# Distributions

*Purpose*: (We will use distributions to model uncertain quantities. Thus, this exercise covers fundamental concepts related to distributions.)


## Setup


In [None]:
import grama as gr
import numpy as np
DF = gr.Intention()
%matplotlib inline

# Motivation: Modeling Uncertainty

## To Summarize Data


In [None]:
from grama.data import df_shewhart


In [None]:
(
    df_shewhart
    >> gr.ggplot(gr.aes("tensile_strength"))
    + gr.geom_histogram()
)

In [None]:
# Fit a lognormal distribution
mg_tensile_strength = gr.marg_fit(
    "lognorm",
    df_shewhart.tensile_strength,
    floc=0,
)
# Show a summary
mg_tensile_strength

Rather than using the entire dataset to describe the observed variability, we can now summarize it as a lognormal distribution with the parameters listed above.

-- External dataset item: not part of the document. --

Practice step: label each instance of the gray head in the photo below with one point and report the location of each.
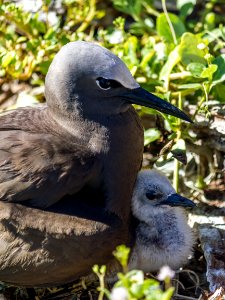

## To Make Assumptions Explicit

For instance, are we assuming that values are strictly bounded between low and high values? Or are there no bounds? 


In [None]:
# Normal is unbounded
mg_norm = gr.marg_mom("norm", mean=0, sd=1)
# Beta is strictly bounded
mg_beta = gr.marg_mom("beta", mean=0, sd=1, skew=0, kurt=2)

(
    gr.df_make(x=gr.linspace(-3, +3, 20))
    >> gr.tf_mutate(
        d_norm=mg_norm.d(DF.x),
        d_beta=mg_beta.d(DF.x),
    )
    >> gr.tf_pivot_longer(
        columns=["d_norm", "d_beta"],
        names_to=[".value", "distribution"],
        names_sep="_",
    )
    
    >> gr.ggplot(gr.aes("x", "d", color="distribution"))
    + gr.geom_line()
)

# Distribution Fundamentals

*Note*: In this exercise, to keep things simple, we will focus on distributions for *continuous* variable.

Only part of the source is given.